Quatrièmement, réduire les inégalités liées à la parentalité. Nous souhaitons améliorer les congés maternité et paternité en diminuant de dix à six mois la durée d'affiliation nécessaire pour percevoir une indemnisation.

La lutte contre les haines et les discriminations est un autre pan de mon portefeuille.

Les discriminations coupent les ailes de notre jeunesse la plus fragile. La promesse de notre nation est précisément de lutter contre toute forme de violences et de discriminations. J'ai présenté hier le plan triennal national pour l'égalité, contre la haine et les discriminations anti-LGBT+, qui se décline autour de trois objectifs : mieux identifier, mieux prévenir et mieux traiter cette haine.

Nous développons un plan de formation massif et allouons 10 millions d'euros pour renforcer et pérenniser le soutien aux centres LGBT+. D'ici à 2027, dix nouveaux centres ouvriront afin d'atteindre l'objectif de deux centres par région. Ce fonds exceptionnel a commencé à être déployé dès 2022.

Mon ministère est aussi celui de la lutte contre le racisme et l'antisémitisme. Dès mon arrivée, j'ai souhaité que le nouveau plan national intègre pleinement des mesures de lutte contre les discriminations liées à l'origine. Le plan que j'ai présenté avec la Première ministre, le 30 janvier dernier, comporte plus de cent mesures concrètes, construites avec la société civile et les institutions indépendantes. Il s'est aussi inspiré des travaux parlementaires, dont le rapport des députés Caroline Abadie et Robin Reda et votre proposition de loi, chère présidente.

Je citerai quelques-unes des mesures prioritairement déployées dès 2023.

Au cours de leur scolarité, tous les élèves bénéficieront désormais d'au moins une visite mémorielle en lien avec les enjeux de racisme et d'antisémitisme. Les personnels de l'éducation nationale devront participer tous les cinq ans à une journée obligatoire de formation continue sur les enjeux du racisme, de l'antisémitisme et de l'antitsiganisme. L'intégralité des éducateurs sportifs et des volontaires qui œuvreront aux jeux Olympiques et Paralympiques 2024 y sera également sensibilisée.

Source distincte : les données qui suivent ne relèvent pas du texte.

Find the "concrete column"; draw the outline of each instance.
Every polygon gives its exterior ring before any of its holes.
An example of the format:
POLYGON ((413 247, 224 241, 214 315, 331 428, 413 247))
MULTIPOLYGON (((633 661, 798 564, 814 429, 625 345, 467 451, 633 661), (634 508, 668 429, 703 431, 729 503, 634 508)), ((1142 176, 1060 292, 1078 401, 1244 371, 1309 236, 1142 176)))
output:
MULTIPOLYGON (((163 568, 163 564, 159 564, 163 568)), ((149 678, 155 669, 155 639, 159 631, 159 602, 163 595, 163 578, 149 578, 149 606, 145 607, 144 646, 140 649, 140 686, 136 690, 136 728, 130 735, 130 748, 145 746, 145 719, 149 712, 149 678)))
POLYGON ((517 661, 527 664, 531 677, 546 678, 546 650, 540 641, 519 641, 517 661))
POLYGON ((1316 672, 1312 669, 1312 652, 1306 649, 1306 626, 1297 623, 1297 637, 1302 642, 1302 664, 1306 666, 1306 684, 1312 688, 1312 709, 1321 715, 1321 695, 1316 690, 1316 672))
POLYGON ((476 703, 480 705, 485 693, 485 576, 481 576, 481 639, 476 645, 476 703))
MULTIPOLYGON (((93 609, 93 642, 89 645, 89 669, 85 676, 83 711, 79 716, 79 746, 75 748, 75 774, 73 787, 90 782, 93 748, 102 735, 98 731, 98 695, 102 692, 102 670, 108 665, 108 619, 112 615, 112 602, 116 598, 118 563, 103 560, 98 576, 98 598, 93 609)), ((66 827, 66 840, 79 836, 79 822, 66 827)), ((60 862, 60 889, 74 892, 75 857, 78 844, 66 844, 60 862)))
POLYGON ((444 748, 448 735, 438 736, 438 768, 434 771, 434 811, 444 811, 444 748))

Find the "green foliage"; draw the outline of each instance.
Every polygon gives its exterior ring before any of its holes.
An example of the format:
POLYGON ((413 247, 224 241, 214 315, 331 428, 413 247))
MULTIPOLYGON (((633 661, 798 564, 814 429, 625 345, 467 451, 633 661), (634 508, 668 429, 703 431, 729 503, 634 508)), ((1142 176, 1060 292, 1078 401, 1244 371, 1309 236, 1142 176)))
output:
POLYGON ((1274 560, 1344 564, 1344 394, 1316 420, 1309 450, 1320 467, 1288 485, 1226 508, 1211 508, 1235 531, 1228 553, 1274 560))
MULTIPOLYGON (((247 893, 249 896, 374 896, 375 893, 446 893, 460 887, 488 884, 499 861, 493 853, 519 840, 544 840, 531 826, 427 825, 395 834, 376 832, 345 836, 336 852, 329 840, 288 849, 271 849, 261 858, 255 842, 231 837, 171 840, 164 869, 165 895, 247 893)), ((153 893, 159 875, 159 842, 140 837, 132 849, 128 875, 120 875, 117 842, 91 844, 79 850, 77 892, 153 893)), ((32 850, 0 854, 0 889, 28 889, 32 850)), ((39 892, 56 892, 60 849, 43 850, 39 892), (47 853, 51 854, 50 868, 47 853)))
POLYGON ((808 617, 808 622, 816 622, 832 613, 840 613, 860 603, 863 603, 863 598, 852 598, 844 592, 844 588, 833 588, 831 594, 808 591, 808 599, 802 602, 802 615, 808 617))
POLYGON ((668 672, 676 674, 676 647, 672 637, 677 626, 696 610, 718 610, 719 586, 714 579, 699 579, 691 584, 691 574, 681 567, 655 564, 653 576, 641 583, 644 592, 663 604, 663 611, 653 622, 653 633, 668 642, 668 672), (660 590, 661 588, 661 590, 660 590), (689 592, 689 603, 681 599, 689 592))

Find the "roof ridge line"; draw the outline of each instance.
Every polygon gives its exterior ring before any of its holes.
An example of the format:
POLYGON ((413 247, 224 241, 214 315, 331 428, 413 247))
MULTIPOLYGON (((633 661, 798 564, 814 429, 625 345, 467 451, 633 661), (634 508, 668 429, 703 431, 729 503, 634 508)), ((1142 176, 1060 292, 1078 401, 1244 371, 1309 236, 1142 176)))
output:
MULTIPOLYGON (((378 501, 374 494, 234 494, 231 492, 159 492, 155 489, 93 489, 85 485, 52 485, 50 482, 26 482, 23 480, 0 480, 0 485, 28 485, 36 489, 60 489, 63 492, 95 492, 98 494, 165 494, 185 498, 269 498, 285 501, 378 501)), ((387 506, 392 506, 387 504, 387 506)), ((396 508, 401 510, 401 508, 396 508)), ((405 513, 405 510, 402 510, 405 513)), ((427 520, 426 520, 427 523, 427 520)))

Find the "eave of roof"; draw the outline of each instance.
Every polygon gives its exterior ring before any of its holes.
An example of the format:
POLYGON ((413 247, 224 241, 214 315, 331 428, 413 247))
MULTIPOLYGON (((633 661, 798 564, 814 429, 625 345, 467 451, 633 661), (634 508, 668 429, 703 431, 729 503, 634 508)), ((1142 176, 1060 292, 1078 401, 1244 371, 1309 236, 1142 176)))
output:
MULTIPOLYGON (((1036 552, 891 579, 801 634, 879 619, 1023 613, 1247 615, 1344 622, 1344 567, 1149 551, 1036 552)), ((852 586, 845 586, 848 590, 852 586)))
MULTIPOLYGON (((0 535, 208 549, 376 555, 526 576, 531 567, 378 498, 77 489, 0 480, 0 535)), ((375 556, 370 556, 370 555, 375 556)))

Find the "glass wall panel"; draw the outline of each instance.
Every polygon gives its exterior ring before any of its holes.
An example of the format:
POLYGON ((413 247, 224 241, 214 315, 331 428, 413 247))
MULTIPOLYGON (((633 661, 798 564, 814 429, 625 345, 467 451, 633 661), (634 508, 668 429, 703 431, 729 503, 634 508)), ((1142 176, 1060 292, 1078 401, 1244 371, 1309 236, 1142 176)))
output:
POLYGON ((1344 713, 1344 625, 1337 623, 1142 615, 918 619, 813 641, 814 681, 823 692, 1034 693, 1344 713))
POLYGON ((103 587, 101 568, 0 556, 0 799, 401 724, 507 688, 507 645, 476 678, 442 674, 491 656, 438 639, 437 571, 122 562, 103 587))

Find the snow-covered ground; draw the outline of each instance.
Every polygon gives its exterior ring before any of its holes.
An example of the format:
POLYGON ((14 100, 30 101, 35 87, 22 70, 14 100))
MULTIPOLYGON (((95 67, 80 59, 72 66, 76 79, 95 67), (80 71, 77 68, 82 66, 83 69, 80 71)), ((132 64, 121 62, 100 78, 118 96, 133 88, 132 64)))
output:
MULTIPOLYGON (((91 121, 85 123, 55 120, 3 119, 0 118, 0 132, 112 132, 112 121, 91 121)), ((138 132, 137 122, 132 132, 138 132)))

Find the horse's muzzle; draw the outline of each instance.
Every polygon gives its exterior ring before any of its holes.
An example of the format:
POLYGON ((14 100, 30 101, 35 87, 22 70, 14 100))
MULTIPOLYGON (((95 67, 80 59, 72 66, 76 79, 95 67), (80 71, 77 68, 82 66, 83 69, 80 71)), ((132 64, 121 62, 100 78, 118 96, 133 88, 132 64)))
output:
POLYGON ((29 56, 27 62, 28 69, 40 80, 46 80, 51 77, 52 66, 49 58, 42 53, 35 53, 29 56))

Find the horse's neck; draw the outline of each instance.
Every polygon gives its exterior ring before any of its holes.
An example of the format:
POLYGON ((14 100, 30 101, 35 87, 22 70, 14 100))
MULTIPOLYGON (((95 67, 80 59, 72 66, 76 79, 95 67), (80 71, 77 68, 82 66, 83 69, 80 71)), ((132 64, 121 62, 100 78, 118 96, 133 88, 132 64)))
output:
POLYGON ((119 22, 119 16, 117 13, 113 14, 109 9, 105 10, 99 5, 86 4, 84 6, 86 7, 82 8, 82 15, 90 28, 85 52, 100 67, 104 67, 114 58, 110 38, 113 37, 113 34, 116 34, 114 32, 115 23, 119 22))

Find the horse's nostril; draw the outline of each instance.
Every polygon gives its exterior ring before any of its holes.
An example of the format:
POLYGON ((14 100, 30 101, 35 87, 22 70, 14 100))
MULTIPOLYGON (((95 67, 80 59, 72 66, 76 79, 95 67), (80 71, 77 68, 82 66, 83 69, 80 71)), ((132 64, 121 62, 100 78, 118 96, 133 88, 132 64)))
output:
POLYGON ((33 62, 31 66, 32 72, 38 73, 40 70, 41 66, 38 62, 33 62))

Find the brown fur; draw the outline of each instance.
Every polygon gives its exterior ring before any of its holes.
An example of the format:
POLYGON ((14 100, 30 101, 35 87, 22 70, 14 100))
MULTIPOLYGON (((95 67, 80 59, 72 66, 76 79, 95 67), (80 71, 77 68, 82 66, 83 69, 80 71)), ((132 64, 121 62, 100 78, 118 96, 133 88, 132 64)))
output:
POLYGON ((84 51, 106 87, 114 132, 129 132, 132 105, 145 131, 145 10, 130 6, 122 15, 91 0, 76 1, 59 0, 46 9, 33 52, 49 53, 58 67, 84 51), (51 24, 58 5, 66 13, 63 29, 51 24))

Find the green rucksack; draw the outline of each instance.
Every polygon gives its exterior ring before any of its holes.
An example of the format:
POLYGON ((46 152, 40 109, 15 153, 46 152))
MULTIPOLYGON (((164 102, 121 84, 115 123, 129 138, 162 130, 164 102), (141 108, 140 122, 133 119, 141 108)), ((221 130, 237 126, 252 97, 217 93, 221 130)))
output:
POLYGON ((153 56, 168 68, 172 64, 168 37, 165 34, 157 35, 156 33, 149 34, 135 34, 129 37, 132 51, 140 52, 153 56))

Le monde de l'entreprise, où se concentre un nombre encore trop élevé de discriminations, est spécifiquement ciblé par des mesures ambitieuses. Le travail est d'ores et déjà engagé avec des partenaires sociaux pour mieux outiller les comités sociaux et économiques. Parallèlement, comme l'a indiqué le Président de la République à Marseille, nous généraliserons une stratégie nationale de testing sur les discriminations à l'embauche, au logement et aux prêts bancaires. Pour ce faire, la Délégation interministérielle à la lutte contre le racisme, l'antisémitisme et la haine anti-LGBT (Dilcrahh) sera dotée de nouveaux moyens budgétaires et humains afin de créer un véritable pôle de lutte contre les discriminations opérationnel en 2024.

L'égalité n'est pas une coquille vide, c'est le pilier de notre contrat social auquel j'étais déjà profondément attachée en tant que magistrate. L'égalité est un combat permanent. Elle passe d'abord par le préalable de l'égalité des droits, mais aussi par l'égalité des chances pour toutes et tous, et l'égalité économique entre les femmes et les hommes sans discriminations.